To have a longer year you will have to move the planet away from the sun (just slightly), or have a slightly more eccentric orbit. This will increase the extremes of hot/cold, wet/dry. This will make it harder for life to develop on the planet. Once life is established, it will adapt to new conditions.
To get greater tides, move the moon closer or make it more massive. With greater mass it will move more water. If you move the moon closer it will have to orbit faster. Thus the tides will come in and go out more rapidly.
You can make the planet uninhabitable, but that is no fun. You could have most life in the oceans. With extremes, and tsunamis twice a day land life may be limited to algae and moss. Everything else gets smashed on the rocks. As you back off from OMG plants can develop. With high winds plants will remain stunted, and no flying animals will evolve. Backing off more will increase the size of plants and animals and at some point flight will no longer be suicidal.
Of course life could be engineered/designed. It would also be possible that a friendly planet was shifted in orbit by a wandering star/planet. Most life died in the shift, but not all.
I suppose building codes would change with weekly hurricane force winds scouring the landscape.
Ice tides. Every lunar cycle a single wave of ice breaks on the shore. It is a wall of ice meters high that is pulled from the ocean. It is sort of like an instant glacier.
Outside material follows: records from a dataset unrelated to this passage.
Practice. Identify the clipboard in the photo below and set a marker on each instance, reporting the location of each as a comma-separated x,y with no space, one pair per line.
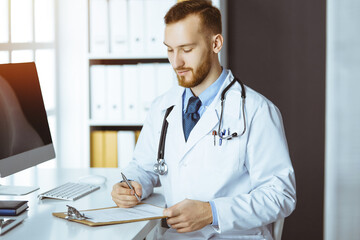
88,222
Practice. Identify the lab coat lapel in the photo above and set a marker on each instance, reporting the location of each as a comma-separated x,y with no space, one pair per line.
204,126
208,121
175,128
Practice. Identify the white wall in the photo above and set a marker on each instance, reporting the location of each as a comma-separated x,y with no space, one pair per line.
342,172
72,83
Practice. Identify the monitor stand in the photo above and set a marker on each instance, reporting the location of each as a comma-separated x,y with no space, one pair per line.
17,190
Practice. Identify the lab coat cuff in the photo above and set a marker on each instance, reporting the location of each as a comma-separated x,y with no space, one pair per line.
214,213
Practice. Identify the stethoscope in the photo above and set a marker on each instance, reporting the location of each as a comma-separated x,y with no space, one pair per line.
160,167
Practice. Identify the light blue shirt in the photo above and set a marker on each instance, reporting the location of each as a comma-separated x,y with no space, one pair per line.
206,98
With the moon closer, you might end up with more volcanic activity. This would result in more dust in the air. Organisms might develop more nose hair and better mucus membranes to remove the particulates.
With a very difficult planet, you might need special locations or periodic intervals where things are a bit more friendly.
If Earth shifted orbit tomorrow, our current topology would allow for some sheltered areas. Small valleys that are protected. The isolated pockets of life would become very strange places. Think New Zealand to the European explorers who found it. However, mostly all the soil would be blown off and end up at the bottom of the oceans. The silt load will kill most ocean animals, though some would survive. The oceans would remain turbid because the silt cannot settle. Larger particles of soil would end up in the deep trenches, and the average ocean depth would decline. A rise in sea level would kill off a few more of the isolated pockets of life.
The ash spewed forth by volcanic activity would act as an abrasive. The wind and ash would grind mountains to dust. The world would become much flatter after a few thousands of years. The quiet habitable valleys would also be great places for ash to settle out. This could be a fertilizer boon for those that can handle breathing more silica.